News

Interview mit IN EXTREMO Frontmann Michael Rhein

Wo sie sind, brennt der Baum: Wenn IN EXTREMO kommen, dann gibt es auf dem Matapaloz Festival kein Stillstehen.

IN EXTREMO teilen am Samstag auf dem Matapaloz Festival das sechste Mal die Bühne mit den Onkelz und starten anschließend, praktisch vom Fleck weg, ihre Burgentour.

Wir treffen uns an einem sonnigen, aber kalten Nachmittag in der Nähe von Köln mit Michael Rhein, auch liebevoll Das letzte Einhorn genannt, bei ihm zuhause, um uns mit dem Frontmann und Sänger zu unterhalten.


Micha, es ist jetzt fast drei Jahre her, dass wir uns das letzte Mal bei dir zuhause getroffen haben. Damals standet ihr mit IN EXTREMO kurz vor eurem 20-jährigen Bandjubiläum, jetzt sind es fast 25 Jahre! Wie motiviert man sich immer wieder aufs Neue, Musik zu machen?

Stimmt, so lange ist das schon her? Ja, also die Planungen für unser 25-jähriges fangen im nächsten Jahr an. Viel will ich noch nicht verraten, außer, dass es unseren Loreley-Event von 2015 toppen soll.

Zu deiner Frage: Die Motivation entsteht immer dann, wenn wir uns treffen und gemeinsam an neuen Dingen arbeiten. Und sie kommt ganz viel aus einem selbst heraus. Ich glaube, das ist natürlich auch so ein bisschen das große Los des Künstlers. Sich immer wieder zu vergegenwärtigen, dass man keinen Nine-to-five-Job hat, sondern, dass man etwas machen darf, das einen zutiefst erfüllt. Ich will das nicht tauschen.

 

Lange Planungszeiten für große Events kennt ihr also auch. Gut, da schließt nämlich meine nächste Frage an: Wie geht ihr mit der Spannung um, die sich im Laufe einer solch langen Planung einstellt? Die Onkelz z.B. proben immer so sechs Wochen im Vorlauf das Set, fast eine komplette Woche.

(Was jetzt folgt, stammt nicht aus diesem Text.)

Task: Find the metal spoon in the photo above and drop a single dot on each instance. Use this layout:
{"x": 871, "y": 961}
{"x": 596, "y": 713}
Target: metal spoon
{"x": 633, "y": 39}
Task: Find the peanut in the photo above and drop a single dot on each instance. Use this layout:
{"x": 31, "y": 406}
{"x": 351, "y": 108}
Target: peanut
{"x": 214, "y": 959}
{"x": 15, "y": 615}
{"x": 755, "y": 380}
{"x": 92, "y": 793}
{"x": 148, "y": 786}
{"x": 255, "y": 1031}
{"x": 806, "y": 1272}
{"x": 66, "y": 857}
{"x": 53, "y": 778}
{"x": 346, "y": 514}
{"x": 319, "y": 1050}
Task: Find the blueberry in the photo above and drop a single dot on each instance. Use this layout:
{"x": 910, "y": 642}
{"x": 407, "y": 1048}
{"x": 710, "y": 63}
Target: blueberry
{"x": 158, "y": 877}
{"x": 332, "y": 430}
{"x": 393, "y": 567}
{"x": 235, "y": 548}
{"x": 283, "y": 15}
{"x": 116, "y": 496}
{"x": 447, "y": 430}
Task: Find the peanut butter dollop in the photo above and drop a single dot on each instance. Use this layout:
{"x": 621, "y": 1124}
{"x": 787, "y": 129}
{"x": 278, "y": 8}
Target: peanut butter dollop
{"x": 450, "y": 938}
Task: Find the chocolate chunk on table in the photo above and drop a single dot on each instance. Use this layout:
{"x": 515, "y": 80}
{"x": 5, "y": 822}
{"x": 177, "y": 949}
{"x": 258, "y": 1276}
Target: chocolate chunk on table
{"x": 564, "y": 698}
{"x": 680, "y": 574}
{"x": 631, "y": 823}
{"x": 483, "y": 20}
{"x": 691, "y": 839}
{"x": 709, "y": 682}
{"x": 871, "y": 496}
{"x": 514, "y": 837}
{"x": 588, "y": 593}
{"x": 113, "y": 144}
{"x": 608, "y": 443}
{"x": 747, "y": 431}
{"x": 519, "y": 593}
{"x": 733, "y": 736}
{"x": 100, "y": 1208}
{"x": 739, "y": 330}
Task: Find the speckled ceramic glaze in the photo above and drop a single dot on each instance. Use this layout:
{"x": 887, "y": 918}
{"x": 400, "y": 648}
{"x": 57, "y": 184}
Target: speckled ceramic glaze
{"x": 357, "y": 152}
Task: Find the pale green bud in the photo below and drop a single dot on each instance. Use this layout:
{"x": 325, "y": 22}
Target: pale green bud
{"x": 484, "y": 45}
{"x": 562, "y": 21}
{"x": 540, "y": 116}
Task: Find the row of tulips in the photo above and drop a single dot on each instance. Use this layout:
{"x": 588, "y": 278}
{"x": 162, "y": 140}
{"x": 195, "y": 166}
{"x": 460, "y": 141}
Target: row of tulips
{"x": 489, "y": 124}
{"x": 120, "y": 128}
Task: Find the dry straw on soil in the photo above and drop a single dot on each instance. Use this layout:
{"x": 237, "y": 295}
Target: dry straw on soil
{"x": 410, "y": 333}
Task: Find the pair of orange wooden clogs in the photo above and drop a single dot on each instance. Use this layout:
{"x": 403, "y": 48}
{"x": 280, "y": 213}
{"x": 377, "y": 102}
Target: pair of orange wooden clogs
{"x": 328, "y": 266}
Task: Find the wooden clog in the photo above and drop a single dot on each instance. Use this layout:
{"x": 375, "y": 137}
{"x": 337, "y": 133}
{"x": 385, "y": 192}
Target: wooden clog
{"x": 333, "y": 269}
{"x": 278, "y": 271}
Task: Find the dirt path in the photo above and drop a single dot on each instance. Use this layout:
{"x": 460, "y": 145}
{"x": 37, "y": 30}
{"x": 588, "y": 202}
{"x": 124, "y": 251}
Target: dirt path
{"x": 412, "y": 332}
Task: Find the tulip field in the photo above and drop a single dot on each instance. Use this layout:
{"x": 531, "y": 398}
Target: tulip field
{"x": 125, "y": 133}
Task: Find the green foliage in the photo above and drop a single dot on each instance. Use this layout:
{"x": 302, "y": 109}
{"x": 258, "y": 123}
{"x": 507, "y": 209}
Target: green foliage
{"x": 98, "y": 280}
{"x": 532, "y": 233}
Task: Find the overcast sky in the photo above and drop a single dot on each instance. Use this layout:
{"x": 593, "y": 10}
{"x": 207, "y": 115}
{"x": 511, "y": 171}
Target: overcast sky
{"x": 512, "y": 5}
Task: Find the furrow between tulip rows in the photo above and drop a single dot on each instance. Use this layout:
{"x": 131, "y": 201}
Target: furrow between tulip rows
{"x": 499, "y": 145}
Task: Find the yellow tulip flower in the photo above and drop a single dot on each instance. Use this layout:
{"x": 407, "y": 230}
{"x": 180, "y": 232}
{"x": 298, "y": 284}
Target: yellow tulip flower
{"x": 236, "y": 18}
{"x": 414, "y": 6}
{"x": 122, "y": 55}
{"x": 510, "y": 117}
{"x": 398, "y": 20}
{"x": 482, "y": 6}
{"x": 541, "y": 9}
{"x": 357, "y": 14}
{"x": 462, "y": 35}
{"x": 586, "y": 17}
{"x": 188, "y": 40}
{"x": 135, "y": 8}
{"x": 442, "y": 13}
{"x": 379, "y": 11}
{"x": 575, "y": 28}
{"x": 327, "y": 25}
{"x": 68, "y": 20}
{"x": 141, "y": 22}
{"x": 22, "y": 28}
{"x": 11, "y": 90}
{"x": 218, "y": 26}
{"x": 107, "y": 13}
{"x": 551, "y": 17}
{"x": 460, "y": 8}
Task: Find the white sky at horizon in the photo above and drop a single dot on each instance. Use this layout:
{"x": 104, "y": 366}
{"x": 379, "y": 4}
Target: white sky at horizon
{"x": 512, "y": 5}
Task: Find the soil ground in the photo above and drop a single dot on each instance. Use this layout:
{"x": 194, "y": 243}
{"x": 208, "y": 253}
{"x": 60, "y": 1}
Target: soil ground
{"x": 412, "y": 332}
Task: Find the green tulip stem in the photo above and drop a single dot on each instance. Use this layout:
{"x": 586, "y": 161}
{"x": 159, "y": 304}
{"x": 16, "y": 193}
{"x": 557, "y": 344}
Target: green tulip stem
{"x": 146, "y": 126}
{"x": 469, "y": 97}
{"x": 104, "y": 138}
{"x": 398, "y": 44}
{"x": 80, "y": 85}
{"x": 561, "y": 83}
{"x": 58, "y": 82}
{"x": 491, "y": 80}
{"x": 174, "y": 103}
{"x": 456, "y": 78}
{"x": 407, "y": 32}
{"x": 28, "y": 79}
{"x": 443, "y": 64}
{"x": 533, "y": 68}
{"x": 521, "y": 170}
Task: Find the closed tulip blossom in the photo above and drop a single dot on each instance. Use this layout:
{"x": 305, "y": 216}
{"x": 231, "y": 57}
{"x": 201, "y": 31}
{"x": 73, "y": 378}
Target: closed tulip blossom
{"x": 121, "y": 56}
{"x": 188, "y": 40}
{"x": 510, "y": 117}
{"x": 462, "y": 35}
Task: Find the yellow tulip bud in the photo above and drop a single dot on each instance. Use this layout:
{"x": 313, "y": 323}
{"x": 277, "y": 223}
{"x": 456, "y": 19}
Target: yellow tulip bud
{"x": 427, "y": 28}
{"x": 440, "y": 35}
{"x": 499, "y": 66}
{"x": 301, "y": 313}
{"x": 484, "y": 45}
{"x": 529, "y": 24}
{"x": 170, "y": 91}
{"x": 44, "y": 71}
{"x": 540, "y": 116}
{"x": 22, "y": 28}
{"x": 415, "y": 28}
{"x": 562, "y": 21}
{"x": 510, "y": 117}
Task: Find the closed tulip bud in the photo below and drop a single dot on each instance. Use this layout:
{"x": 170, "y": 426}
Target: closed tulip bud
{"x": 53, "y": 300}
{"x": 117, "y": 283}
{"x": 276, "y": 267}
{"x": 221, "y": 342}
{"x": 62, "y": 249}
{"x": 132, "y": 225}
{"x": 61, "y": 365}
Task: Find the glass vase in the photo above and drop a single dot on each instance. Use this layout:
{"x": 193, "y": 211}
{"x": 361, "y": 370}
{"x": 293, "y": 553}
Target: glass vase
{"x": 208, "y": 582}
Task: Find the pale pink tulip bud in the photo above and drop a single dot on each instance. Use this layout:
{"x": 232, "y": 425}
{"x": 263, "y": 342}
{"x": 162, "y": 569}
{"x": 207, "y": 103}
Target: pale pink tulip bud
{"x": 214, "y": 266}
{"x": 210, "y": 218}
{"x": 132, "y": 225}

Also wir müssen keine sechs Wochen proben (Gelächter). Im Ernst: Das gehört ja dazu. Dieses Kribbeln, diese Vorfreude. Wir sind da auch ein bisschen wie Kinder. Nicht umsonst sage ich immer: In Extremo – das ist der kleinste Kindergarten mit den ältesten Jungs, den es gibt (lacht). Wir machen das aber auch sehr gerne. Ich finde, das gehört ja auch dazu. Die Fans erwarten eine professionelle Durchführung und wir arbeiten mit guten Leuten zusammen, die das auch gewährleisten können.

 

Das Mittelalter-Genre erlebt ja seinen zweiten Frühling. Bands, die diese Art der Musik bedienen, feiern hohe Chart-Platzierungen und ihr seid ja sowieso immer ganz vorne mit dabei. Kannst du dir erklären, woran das liegt? Sind die Leute vielleicht auch ein Stück weit zu satt von den modernen Sounds?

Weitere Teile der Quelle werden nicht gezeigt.